Time Rhythm and Inertia
I have been giving some thought to why it is that I don’t do the things that I most want to do. In front of me are my art supplies, languages, computer ... why don’t I engage? My excuse at school is that there “is no time.” But that is no longer valid.
I have come to the realisation that time exists. I often think back to Costa Rica where there was so much time and wish that I was once again in that context. I usually have these thoughts when I look at my messy room that I come back to only to sleep for a short seven hours and then leave again. According to my nostalgia if I was in Costa Rica my room would be clean, I would study all matter of things that I wanted to study and go on hikes, visit people and pray. But in fact I have time enough now and yet it is still hard to clean my room, study those subjects that I now “have the time for” and do a whole host of other activities that there is no time for in school. The only thing that is holding me back is my lack of discipline, or not so negatively, my lack of rhythm.

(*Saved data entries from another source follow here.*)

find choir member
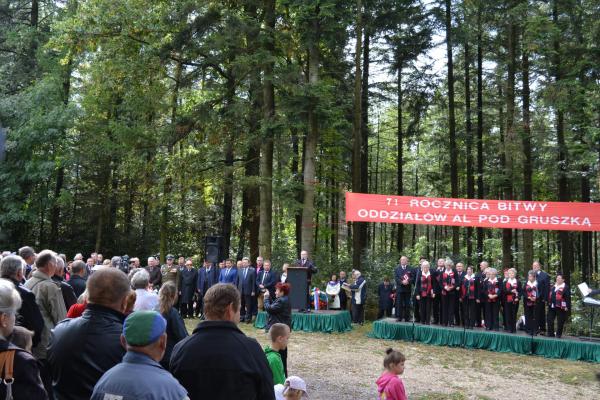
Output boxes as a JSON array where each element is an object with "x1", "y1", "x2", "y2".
[
  {"x1": 474, "y1": 261, "x2": 489, "y2": 327},
  {"x1": 533, "y1": 261, "x2": 550, "y2": 335},
  {"x1": 377, "y1": 277, "x2": 394, "y2": 318},
  {"x1": 501, "y1": 268, "x2": 521, "y2": 333},
  {"x1": 415, "y1": 261, "x2": 434, "y2": 325},
  {"x1": 547, "y1": 273, "x2": 571, "y2": 338},
  {"x1": 440, "y1": 259, "x2": 457, "y2": 327},
  {"x1": 432, "y1": 258, "x2": 445, "y2": 325},
  {"x1": 454, "y1": 262, "x2": 466, "y2": 326},
  {"x1": 523, "y1": 270, "x2": 538, "y2": 336},
  {"x1": 394, "y1": 256, "x2": 414, "y2": 322},
  {"x1": 460, "y1": 266, "x2": 478, "y2": 329},
  {"x1": 484, "y1": 268, "x2": 500, "y2": 331}
]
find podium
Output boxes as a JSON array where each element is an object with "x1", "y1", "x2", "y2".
[{"x1": 287, "y1": 266, "x2": 308, "y2": 310}]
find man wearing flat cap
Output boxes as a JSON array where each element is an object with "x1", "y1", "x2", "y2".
[{"x1": 92, "y1": 311, "x2": 189, "y2": 400}]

So time exists, and that is not the problem.
There is something about having a morning routine. There is something about waking up in the morning and knowing the first thing that needs to be done and doing it. It is like setting the rhythm for the day. I think liturgy had that effect. I would wake up and say the liturgy and for some reason, even if I hated saying the words (because I felt that there was so much more to be doing) yet if I did not say them my day would fall into pieces.